Force a woman to remove her veil to brew sauces at the school cafeteria? No one will make me believe that you have to legislate for that, that it is good for our children.
This bill only announces “a return to heated debates for ideological reasons and without serious reason”, as the three former deputies rightly point out.
We must expect the speech around the veil to harden again. Already, some commentators present it as a “flag that radical Islam uses to mark its territorial advances”. Nothing less.
Ah, but above all should not be questioned this speech without nuances. We should not criticize the bill of the Minister of Education, at the risk of being treated, like the three ex-elegues, of poor naive people too busy by their crusade to listen to those who warn us against the rampant Islamization of Quebec and who know what they are talking about …
-It is a constant, in this debate. We say we speak on behalf of Muslim women, veiled or not, without worrying too much about what we are talking about, exactly. The facts? Bof. Only ideological convictions count. And they are unwavering.
I discussed it with French sociologist Daniel Verba, emeritus researcher at the Interdisciplinary Research Institute on social issues and specialist in secularism at Sorbonne Paris Nord University.
Daniel Verba has been interested in the veil in France for years for years. He led a multitude of interviews with veiled French women to understand their motivations.

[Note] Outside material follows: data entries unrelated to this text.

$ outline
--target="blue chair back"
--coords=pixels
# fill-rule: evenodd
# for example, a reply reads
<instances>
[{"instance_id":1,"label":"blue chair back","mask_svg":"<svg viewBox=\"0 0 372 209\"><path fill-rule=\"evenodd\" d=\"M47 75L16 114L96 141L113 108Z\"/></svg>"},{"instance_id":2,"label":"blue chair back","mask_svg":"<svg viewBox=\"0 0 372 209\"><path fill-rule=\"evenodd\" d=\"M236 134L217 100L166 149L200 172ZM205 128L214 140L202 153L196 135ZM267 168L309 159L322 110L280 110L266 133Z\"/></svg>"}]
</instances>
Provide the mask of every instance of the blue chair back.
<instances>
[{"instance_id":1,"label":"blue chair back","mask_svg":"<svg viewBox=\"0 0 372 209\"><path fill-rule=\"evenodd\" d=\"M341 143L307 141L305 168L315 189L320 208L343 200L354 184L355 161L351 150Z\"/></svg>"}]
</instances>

He has published learned studies on this subject.
In short, this is one who knows what he is talking about.
“Far be it from me to defend the veil,” he said right away. I am not a promoter of the Islamic veil. Professor Verba does not speak on behalf of veiled Muslim. Only he reports their word. To ideology, it responds with empirical exploration.
“Among all the French women I interviewed,” he said, “none told me to wear the veil because someone, or a group,” forced him to do so. When women express their freedom to wear the veil, they do it independently. »»

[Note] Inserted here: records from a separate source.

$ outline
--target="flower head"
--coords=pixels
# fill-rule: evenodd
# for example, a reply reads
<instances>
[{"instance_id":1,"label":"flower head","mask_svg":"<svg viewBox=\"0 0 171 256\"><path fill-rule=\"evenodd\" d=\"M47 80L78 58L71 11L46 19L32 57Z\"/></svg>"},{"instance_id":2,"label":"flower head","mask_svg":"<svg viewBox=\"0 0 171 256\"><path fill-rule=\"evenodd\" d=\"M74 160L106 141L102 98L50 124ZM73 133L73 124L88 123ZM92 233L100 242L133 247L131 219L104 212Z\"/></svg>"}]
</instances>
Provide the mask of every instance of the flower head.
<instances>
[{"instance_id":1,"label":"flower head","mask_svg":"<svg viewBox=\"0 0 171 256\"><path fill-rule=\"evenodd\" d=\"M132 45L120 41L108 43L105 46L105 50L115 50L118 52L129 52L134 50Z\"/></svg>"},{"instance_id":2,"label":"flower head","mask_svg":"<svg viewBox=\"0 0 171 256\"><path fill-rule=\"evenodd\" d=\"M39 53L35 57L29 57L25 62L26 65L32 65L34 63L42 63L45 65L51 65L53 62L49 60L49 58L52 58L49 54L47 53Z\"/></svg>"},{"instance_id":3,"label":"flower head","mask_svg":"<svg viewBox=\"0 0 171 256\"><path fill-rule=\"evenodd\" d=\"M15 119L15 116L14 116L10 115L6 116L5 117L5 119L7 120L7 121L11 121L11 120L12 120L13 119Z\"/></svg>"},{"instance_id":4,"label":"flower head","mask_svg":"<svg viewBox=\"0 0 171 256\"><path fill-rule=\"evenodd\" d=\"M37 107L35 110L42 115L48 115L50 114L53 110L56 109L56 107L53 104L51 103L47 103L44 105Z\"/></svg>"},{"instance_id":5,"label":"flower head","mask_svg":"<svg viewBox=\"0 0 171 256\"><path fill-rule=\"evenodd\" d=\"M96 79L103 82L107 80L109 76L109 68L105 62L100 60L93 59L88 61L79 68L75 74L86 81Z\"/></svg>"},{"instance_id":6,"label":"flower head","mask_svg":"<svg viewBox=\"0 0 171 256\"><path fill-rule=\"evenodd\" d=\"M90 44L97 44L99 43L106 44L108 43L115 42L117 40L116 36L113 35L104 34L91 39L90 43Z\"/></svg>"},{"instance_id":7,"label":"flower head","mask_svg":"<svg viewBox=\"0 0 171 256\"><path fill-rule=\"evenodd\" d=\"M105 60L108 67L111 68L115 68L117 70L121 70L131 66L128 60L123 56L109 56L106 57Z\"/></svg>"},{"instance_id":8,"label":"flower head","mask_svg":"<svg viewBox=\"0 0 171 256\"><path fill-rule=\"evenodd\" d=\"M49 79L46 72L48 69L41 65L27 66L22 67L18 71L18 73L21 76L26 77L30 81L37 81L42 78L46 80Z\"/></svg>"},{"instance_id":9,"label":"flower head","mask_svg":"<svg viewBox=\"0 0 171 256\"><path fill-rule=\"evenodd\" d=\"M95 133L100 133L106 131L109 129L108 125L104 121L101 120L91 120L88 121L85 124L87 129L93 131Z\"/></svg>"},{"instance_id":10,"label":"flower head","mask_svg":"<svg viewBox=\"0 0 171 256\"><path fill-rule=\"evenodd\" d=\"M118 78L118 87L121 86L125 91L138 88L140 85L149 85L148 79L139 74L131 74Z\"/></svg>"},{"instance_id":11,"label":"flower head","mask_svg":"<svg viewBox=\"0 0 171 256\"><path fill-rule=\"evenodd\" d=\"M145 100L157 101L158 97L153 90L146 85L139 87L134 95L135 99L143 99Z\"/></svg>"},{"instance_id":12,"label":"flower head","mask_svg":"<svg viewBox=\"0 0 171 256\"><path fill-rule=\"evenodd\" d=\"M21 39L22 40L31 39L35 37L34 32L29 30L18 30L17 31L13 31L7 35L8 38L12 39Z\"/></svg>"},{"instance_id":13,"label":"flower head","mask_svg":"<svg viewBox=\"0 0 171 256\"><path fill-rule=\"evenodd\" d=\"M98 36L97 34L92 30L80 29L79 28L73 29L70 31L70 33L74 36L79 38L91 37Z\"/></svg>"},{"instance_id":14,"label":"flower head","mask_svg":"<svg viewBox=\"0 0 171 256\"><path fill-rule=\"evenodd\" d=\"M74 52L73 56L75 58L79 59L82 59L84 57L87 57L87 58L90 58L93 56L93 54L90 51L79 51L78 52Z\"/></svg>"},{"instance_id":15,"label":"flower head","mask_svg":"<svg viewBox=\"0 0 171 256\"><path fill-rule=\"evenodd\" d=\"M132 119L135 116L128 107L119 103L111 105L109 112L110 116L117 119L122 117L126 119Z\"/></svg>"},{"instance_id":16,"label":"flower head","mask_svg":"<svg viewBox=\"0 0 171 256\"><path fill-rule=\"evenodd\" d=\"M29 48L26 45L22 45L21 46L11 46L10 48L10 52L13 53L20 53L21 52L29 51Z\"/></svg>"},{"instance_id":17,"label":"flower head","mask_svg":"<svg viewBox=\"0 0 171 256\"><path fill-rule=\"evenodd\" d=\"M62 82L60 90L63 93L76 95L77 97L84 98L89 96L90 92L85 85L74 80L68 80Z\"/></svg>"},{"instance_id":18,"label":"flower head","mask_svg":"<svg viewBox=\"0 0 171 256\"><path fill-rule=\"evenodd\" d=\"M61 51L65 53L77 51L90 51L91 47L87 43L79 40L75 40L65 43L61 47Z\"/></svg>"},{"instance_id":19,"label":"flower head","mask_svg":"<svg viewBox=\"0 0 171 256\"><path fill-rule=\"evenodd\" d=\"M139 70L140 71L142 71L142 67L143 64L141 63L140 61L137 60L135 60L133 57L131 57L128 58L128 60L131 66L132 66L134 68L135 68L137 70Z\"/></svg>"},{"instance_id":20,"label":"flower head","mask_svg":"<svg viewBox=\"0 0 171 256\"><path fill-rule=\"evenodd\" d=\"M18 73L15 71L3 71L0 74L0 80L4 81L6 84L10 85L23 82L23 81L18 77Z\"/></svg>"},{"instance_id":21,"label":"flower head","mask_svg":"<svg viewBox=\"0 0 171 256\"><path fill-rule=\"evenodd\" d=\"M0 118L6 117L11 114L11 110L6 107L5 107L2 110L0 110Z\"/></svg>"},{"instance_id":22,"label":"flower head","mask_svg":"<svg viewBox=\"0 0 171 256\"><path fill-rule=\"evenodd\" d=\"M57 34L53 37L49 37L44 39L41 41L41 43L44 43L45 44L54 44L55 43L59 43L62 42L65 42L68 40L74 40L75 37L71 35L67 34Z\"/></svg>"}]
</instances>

Obviously, Daniel Verba does not exclude having “been able to miss women subject to a phallocratic domination which forced them to wear a headgear in public space”. By definition, these women are more difficult to access. But, in France, they are certainly very minority, estimates the sociologist.
His investigations, like those of his colleagues, show that the vast majority of French Muslim women who carry the Islamic scarf do so independently. For religious reasons, of course, but also as a means, for adolescent girls, to distinguish themselves, even to rebel against their atheist parents.
Daniel Verba also noted a kind of “sorority” in the port of the hijab. “It is often a woman to a woman that we decide to wear the veil or keep it. »»
We are far from the symbol of the submissive woman, even further from the standard supposed to mark the territorial advances of radical Islam …
Daniel Verba sees, in this caricatured way to present things, a “social, political, ideological construction, carried by reactionary currents”. We try to make a continuum believe: first, the wearing of the veil, then, the withdrawal identity, then, the rejection of the values of the host society and, finally, the violent radicalization. “However, this mechanics do not exist,” he says. These correlations seem to me to be illegitimate. »»
You will tell me that the veil is not a piece of fabric like the others. May Iranian women die for daring to walk in the street in the wind.
It’s true, but we cannot ignore the context. In Iran, a theocratic regime imposes on women rituals that most of them have not chosen. In France, as in Quebec, some women choose to wear the hijab, because they live in a democracy that respects freedom of religious conviction.
“We change political context and the veil changes meaning,” emphasizes Daniel Verba. In Iran, getting rid of it is a sign of emancipation, in France, wearing it is a sign of freedom. »»
In Quebec, as in France, Muslim women exercise their freedom to wear the veil, for all kinds of reasons – and, until proven otherwise, endoctrine children is not part. This is the reality on the ground, whatever those who are stretching the scarecrow of radical Islam saying by pretending to know what they are talking about.